По его лицу пробежала радость. Он нагнулся над лежавшими. Гармонист закрыл глаза и отвернулся, атаман сонно и блаженно похрапывал, что-то невнятно бормоча во сне. Из-за плетня подошел Глушков, еще пахнущий пороховым дымом, сияющий, возбужденный. Он тоже склонился над лежащими.
– Да ведь это же Семка-гармонист, можно сказать, главный их заводила и агитатор. Помнишь, Бутягин, я писал тебе о нем!
– Как же, помню. Разве можно забыть такого гуся! – сказал Бутягин.
Глушков поднял голову Стецуры и похлопал его по плечу:
– Эй ты, атаман божий, проснись, что ли! Ну!
Он сильно потряс за плечи Стецуру. Атаман закашлялся. Потом, не открывая глаз, ухмыльнулся и сказал:
– А ну, хлопнем еще по чарке!
– Уже хлопнули, – засмеялся Глушков, махнув рукой перед носом атамана.
– Заберите их, товарищи! – приказал красноармейцам Бутягин.
– Господин товарищ, это ж я их один усех опрокинул, – вытягиваясь перед Бутягиным, заговорил бандит, схвативший Семку.
– А ты кто? – оглядывая его с головы до ног, спросил Бутягин.

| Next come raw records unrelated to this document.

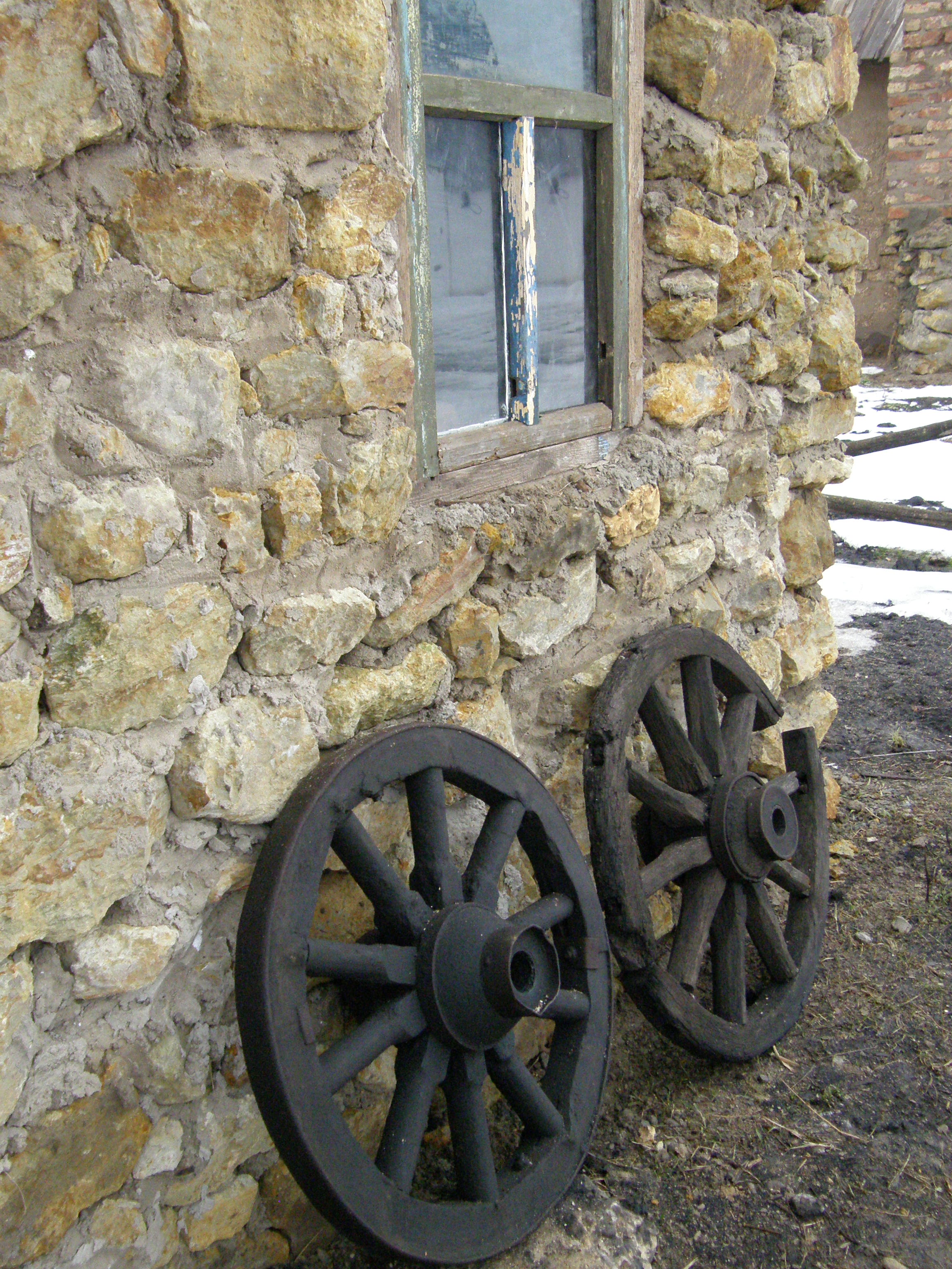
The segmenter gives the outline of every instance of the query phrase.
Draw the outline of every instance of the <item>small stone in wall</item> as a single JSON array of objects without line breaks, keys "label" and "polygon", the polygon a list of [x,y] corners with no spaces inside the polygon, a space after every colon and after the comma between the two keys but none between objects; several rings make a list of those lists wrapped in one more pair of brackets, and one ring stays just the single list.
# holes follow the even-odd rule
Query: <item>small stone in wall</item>
[{"label": "small stone in wall", "polygon": [[47,439],[46,415],[28,379],[0,371],[0,463],[15,463]]},{"label": "small stone in wall", "polygon": [[418,643],[388,670],[339,665],[324,697],[329,745],[343,745],[358,731],[405,718],[432,706],[452,674],[452,661],[433,643]]},{"label": "small stone in wall", "polygon": [[175,718],[225,673],[240,638],[218,586],[188,584],[152,608],[122,595],[117,619],[88,609],[50,645],[46,700],[56,722],[119,732]]},{"label": "small stone in wall", "polygon": [[178,100],[199,128],[244,123],[350,132],[385,107],[382,0],[171,0],[183,55]]},{"label": "small stone in wall", "polygon": [[319,756],[301,706],[237,697],[203,714],[179,746],[169,773],[173,810],[182,820],[264,824]]},{"label": "small stone in wall", "polygon": [[371,628],[377,609],[353,586],[326,595],[291,595],[274,604],[239,648],[249,674],[296,674],[336,665]]},{"label": "small stone in wall", "polygon": [[500,647],[509,656],[542,656],[590,619],[597,595],[594,555],[567,563],[561,602],[547,595],[526,595],[503,613],[499,621]]},{"label": "small stone in wall", "polygon": [[179,168],[128,174],[132,193],[114,221],[116,244],[135,264],[183,291],[267,294],[291,274],[288,213],[250,180]]},{"label": "small stone in wall", "polygon": [[665,362],[645,379],[647,412],[671,428],[693,428],[702,419],[724,414],[730,400],[730,374],[706,358]]},{"label": "small stone in wall", "polygon": [[70,581],[128,577],[157,563],[185,523],[175,495],[157,477],[142,485],[103,481],[89,492],[62,481],[41,510],[37,542]]},{"label": "small stone in wall", "polygon": [[100,925],[66,944],[65,959],[77,1000],[138,991],[169,963],[179,933],[170,925]]},{"label": "small stone in wall", "polygon": [[222,572],[254,572],[268,562],[264,549],[261,500],[256,494],[213,489],[202,503],[212,541],[225,551]]},{"label": "small stone in wall", "polygon": [[183,1221],[189,1251],[204,1251],[213,1242],[234,1237],[248,1225],[258,1198],[253,1176],[235,1176],[217,1194],[209,1194],[188,1208]]},{"label": "small stone in wall", "polygon": [[121,371],[122,423],[146,449],[201,457],[234,434],[241,378],[230,349],[133,343]]},{"label": "small stone in wall", "polygon": [[296,560],[321,537],[321,491],[303,472],[288,472],[269,485],[261,522],[268,549],[282,562]]},{"label": "small stone in wall", "polygon": [[100,89],[86,65],[96,39],[95,0],[5,11],[0,173],[53,168],[121,129],[116,110],[99,102]]},{"label": "small stone in wall", "polygon": [[646,221],[645,240],[652,251],[702,269],[722,269],[737,254],[734,230],[685,207],[675,207],[666,221]]},{"label": "small stone in wall", "polygon": [[486,565],[472,542],[443,551],[435,569],[414,580],[410,596],[390,617],[378,618],[364,636],[371,647],[390,647],[411,634],[470,590]]},{"label": "small stone in wall", "polygon": [[[80,1212],[132,1175],[149,1115],[129,1107],[107,1071],[100,1093],[52,1110],[29,1129],[0,1190],[0,1263],[22,1265],[53,1251]],[[124,1091],[124,1090],[123,1090]]]},{"label": "small stone in wall", "polygon": [[499,660],[499,613],[466,595],[452,610],[443,650],[456,661],[457,679],[485,679]]},{"label": "small stone in wall", "polygon": [[79,261],[75,247],[47,241],[32,225],[0,221],[0,339],[69,296]]}]

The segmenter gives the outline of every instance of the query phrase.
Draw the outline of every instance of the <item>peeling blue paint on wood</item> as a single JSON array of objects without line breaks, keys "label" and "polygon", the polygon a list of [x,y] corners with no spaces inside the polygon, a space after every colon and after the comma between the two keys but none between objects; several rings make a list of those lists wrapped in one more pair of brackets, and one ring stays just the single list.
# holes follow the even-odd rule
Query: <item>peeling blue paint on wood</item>
[{"label": "peeling blue paint on wood", "polygon": [[538,423],[536,121],[503,124],[503,240],[509,341],[509,416]]}]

– Я есть незаможный крестьянин, мобилизованный циими бандюками с-под ружья. Як же воны знущалыся над нами, над хлиборобами, ой, боже ж мий, як знущалыся, яку шкоду наробыли нашему брату селянину! – хватаясь за голову, продолжал скороговоркой бандит.

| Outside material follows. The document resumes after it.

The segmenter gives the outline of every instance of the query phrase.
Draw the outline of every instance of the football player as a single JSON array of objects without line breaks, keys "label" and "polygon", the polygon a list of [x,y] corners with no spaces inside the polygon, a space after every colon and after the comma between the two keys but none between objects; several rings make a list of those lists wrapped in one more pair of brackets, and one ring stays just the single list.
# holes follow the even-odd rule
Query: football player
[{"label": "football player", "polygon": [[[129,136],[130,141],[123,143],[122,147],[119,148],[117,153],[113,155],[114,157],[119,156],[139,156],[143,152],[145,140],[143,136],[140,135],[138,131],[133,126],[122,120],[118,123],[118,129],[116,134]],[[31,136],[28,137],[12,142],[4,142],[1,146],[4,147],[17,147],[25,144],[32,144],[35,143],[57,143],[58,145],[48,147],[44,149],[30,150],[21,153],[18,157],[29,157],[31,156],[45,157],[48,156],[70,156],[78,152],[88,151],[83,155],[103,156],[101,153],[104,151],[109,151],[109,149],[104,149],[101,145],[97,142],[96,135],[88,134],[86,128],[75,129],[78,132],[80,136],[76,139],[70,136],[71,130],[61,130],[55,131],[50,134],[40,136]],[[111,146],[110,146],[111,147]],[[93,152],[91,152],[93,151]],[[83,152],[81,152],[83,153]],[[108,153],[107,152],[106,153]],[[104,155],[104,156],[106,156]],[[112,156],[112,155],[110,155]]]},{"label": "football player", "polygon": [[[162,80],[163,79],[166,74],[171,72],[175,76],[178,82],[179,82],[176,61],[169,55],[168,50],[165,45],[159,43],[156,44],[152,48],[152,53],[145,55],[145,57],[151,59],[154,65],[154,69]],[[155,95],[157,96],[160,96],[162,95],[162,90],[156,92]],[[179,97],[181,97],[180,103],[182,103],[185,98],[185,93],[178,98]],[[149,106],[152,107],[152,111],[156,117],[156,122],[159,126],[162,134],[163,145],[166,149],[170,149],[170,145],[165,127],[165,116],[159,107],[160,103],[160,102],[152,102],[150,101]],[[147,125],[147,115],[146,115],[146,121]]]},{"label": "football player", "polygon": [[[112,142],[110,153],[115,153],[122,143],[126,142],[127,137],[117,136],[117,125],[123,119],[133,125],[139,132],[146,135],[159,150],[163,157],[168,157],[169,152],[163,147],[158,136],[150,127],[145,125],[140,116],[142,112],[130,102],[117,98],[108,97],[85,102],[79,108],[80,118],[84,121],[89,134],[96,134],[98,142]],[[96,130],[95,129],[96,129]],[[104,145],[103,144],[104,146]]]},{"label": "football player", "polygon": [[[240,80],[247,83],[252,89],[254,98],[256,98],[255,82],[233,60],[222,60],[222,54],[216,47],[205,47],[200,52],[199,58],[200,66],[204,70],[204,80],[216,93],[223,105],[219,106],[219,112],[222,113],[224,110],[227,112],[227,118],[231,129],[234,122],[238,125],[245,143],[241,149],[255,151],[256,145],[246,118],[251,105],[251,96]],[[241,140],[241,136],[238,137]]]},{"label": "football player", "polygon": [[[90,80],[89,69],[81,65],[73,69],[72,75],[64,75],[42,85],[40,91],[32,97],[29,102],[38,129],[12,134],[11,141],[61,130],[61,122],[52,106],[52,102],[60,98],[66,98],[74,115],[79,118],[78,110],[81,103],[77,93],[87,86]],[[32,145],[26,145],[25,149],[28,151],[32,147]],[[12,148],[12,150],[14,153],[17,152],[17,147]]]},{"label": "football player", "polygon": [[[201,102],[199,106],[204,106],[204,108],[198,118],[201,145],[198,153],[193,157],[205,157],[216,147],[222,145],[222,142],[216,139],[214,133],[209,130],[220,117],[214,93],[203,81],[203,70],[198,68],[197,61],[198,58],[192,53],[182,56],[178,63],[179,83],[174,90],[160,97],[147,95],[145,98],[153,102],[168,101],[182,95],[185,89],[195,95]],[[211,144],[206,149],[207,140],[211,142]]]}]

– Взять и его. Там разберемся, – сказал Бутягин.
– Да за що ж мене? Ваше сиятельство, господин товарищ. Я ж самолично, не бояся смерти, споймал их, а вы ж мене в кутузку!.. – уже издали донесся визгливый голос уводимого красноармейцами «незаможного селянина».

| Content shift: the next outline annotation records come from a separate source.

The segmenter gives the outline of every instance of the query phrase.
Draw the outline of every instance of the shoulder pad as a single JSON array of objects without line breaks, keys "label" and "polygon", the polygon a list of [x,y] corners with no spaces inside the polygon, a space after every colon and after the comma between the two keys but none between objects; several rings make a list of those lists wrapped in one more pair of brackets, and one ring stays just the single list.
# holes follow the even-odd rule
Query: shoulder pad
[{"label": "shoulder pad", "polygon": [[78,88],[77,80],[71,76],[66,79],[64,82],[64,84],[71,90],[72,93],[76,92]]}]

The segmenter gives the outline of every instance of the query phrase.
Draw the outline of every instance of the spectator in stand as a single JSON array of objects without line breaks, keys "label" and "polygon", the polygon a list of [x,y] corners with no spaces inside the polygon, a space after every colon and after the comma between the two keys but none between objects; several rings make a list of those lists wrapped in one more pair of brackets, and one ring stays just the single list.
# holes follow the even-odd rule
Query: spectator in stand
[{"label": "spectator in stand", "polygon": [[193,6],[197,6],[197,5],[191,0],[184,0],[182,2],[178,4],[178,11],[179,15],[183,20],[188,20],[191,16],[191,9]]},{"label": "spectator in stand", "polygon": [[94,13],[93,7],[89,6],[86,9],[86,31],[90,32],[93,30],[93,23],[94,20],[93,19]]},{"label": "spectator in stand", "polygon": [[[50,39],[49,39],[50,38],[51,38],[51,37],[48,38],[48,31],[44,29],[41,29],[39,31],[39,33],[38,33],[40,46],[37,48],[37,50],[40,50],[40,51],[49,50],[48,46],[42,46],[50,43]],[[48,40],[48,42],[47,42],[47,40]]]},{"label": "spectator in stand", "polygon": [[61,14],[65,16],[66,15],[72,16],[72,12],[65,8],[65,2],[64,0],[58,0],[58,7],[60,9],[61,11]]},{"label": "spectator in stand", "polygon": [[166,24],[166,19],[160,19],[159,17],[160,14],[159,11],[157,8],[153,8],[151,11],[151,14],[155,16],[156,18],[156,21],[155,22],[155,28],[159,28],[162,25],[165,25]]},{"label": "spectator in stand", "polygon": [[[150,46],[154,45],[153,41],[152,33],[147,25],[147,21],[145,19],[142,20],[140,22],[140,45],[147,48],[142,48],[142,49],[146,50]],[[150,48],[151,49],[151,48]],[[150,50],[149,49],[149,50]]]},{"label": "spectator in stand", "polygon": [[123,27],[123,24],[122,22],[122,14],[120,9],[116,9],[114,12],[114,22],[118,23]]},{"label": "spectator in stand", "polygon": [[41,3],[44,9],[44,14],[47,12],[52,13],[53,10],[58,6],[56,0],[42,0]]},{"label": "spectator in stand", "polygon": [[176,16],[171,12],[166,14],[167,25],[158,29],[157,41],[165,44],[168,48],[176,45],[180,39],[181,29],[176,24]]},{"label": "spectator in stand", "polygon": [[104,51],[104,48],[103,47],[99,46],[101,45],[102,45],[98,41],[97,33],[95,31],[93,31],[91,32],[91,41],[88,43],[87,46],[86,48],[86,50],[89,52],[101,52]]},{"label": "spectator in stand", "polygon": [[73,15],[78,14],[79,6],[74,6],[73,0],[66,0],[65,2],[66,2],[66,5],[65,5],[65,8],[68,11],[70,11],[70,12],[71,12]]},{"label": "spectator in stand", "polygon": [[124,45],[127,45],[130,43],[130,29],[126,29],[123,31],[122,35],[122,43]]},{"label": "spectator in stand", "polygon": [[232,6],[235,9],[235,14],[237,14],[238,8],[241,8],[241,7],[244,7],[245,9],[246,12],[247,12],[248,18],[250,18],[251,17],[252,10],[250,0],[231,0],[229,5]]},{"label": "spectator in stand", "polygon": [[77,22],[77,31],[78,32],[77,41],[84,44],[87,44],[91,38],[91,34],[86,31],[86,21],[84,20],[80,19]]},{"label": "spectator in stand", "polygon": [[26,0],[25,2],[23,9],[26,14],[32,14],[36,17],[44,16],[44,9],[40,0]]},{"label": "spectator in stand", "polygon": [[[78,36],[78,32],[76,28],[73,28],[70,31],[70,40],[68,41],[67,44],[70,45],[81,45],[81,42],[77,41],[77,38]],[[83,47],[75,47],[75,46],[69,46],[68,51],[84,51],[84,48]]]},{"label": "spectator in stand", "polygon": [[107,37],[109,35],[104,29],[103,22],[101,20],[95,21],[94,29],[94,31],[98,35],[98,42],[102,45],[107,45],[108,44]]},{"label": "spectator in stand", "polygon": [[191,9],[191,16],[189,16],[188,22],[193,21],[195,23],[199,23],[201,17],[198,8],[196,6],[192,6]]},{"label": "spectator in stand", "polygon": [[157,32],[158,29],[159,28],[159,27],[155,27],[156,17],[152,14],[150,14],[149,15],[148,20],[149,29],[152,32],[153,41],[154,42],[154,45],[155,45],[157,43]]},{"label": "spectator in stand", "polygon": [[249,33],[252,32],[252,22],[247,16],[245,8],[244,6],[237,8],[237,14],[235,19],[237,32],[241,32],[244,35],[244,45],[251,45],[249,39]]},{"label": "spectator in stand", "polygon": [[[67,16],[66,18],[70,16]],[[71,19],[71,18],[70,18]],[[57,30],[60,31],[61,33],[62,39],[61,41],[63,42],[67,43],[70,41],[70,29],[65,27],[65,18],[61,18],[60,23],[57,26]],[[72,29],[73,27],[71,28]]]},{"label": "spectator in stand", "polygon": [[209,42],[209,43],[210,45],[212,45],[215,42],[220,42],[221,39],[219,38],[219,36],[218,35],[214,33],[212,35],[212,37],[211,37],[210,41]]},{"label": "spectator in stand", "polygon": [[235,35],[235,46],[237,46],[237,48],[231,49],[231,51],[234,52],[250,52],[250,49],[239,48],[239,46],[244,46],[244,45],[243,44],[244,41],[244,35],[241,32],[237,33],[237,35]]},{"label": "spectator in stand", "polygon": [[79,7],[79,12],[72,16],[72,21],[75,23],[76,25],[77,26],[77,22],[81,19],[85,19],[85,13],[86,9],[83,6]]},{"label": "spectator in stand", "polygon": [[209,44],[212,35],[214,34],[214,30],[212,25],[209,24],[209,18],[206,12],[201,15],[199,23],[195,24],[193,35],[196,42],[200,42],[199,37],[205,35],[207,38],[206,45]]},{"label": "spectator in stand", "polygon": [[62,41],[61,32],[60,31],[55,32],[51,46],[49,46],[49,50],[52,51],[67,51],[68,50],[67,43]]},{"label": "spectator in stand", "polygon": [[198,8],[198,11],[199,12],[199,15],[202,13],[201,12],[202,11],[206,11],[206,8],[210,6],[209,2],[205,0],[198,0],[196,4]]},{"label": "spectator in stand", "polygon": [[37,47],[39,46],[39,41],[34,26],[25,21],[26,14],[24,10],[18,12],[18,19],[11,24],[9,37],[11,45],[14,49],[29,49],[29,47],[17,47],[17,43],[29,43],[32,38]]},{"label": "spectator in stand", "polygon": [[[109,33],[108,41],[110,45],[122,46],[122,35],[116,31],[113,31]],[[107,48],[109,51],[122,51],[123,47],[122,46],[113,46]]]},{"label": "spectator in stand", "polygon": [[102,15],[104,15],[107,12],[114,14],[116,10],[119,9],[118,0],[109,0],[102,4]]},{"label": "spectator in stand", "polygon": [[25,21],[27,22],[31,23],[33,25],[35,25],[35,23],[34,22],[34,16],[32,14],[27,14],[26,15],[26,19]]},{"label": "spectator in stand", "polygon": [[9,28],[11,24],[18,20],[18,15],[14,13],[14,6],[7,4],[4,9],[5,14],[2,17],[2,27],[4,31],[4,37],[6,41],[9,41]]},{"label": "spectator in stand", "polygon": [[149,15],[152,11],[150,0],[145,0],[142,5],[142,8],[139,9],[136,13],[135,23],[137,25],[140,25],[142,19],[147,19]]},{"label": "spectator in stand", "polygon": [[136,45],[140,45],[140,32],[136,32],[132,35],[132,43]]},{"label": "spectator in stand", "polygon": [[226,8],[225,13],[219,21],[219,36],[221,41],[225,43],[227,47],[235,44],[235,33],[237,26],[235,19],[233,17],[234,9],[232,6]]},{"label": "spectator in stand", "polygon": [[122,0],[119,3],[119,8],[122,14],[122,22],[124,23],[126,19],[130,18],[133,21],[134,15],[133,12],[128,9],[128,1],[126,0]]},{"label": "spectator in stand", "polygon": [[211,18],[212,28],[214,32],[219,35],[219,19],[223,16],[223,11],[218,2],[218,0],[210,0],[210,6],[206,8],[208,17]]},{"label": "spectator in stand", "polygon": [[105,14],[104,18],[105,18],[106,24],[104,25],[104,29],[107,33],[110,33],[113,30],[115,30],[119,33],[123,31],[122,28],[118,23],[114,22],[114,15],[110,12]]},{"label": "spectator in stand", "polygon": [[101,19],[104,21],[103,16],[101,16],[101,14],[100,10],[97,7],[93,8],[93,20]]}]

– Ура!.. Ура, брат Бутягин! – выбегая из хаты, закричал Глушков. – Все тут, и есаул, и Агриппина! Никто не ушел.
– Чистая работа! Разве от таких молодцов, как наш Федюков и Попова, уйдут? Кстати, где они? – улыбаясь, осведомился Бутягин.
– В город только что отправились. Им теперь покой нужен, – сказал Глушков и, перебивая себя, крикнул красноармейцам, подбиравшим по двору раскиданное бандитами оружие: – Товарищи, сюда, в хату! Помогите вынести отсюда бандитов да, кстати, заберите эту бандитскую регалию, – указывая на все еще развевавшийся штандарт «войск Иисуса Христа», засмеялся он.
По хутору звонко разливался сигнал трубача, игравшего сбор.
Солнце поднялось над степью. Красноармейцы сгоняли пленных бандитов, собирали раскиданное по полю оружие.